According to the department, the four accused Chinese nationals had all lied about ever having been in China’s armed forces, or about having been in the armed forces at the time they applied for their non-immigrant visas.

‘Have you ever served in the military?’

Tang, the researcher now holed up in the San Francisco consulate, responded “no” to the question in her visa application, “Have you ever served in the military?”

“In fact, Tang is a uniformed officer of the PLA Air Force (PLAAF),” who had been employed as a researcher at a PLA military medical university, the DOJ said.

Wang Xin, a researcher at the University of California, San Francisco, had said when applying for a research visa in 2018 that he had been a professor of medicine in the PLA until September 2016.

But when arrested while trying to leave the U.S. last month, he told Customs and Border Protection (CBP) officials at Los Angeles International Airport that he is still an active duty member of the PLA, with a rank equivalent to major, and works in a PLA university lab.

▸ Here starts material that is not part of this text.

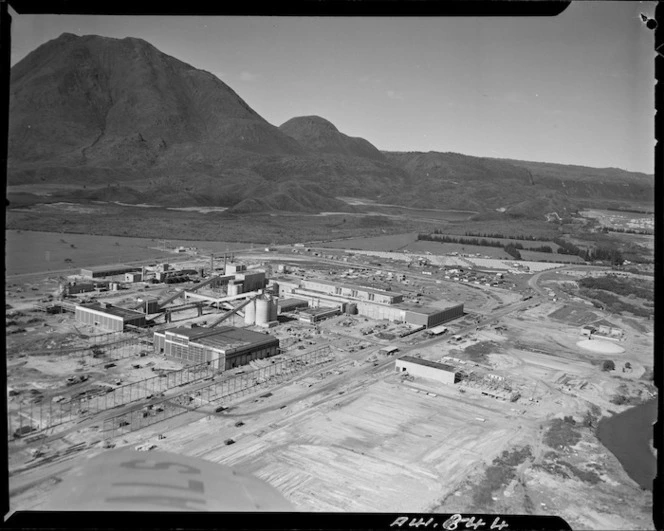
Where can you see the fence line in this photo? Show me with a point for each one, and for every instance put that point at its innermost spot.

Song Chen, a neurological researcher at Stanford University, said when applying for a U.S. visa in 2018 that she had left the PLA in 2011.

But according to the complaint she remains a member of the PLAAF, and the Beijing hospital she listed on her visa application as her employer was a front for her true employer, the PLA.

Zhao Kaikai, a graduate student studying machine learning and artificial intelligence (A.I.) at Indiana University, responded “no” in 2018 to the visa application question, “Have you ever served in the military?”

In fact, Zhao was a member of a leading PLA scientific research and education institution, and the FBI found an online photograph of Zhao wearing a PLAAF uniform.

‘Above board and beyond reproach’

The Trump administration has drawn attention in recent months to a CCP strategy dubbed Military-Civil Fusion (MCF), which it says is overseen personally by President Xi Jinping and designed to develop the PLA into a “world class military” by 1949.

The State Department says key targets of the MCF program include A.I., semiconductors, quantum computing, 5G, and nuclear and aerospace technology.

China insists the policy is benign, and “customary international practice.”

“China’s military-civilian integration policy is aimed at effectively mobilizing military and civilian resources, coordinating socioeconomic growth and national defense development, and benefiting the public with scientific and technological progress,” foreign ministry spokesman Wang Wenbin told a briefing on Thursday. “This policy is above board and beyond reproach.”

Speaking before the Justice Department announced the charges against the four Chinese nationals, Wang was responding to a question about a State Department tweet regarding the MCF strategy.

“Lately the U.S. has been misrepresenting and smearing China’s military-civilian integration policy, employing moral hijack, political pressure and even threat of sanctions against Chinese and American businesses and researchers,” he said.

In a speech in Silicon Valley last January, Pompeo told U.S. tech executives that MCF was “a technical term but a very simple idea: Under Chinese law, Chinese companies and researchers must – I repeat, must – under penalty of law, share technology with the Chinese military.”

“So even if the Chinese Communist Party gives assurances about your technology being confined to peaceful uses, you should know there is enormous risk – risk to America’s national security as well.”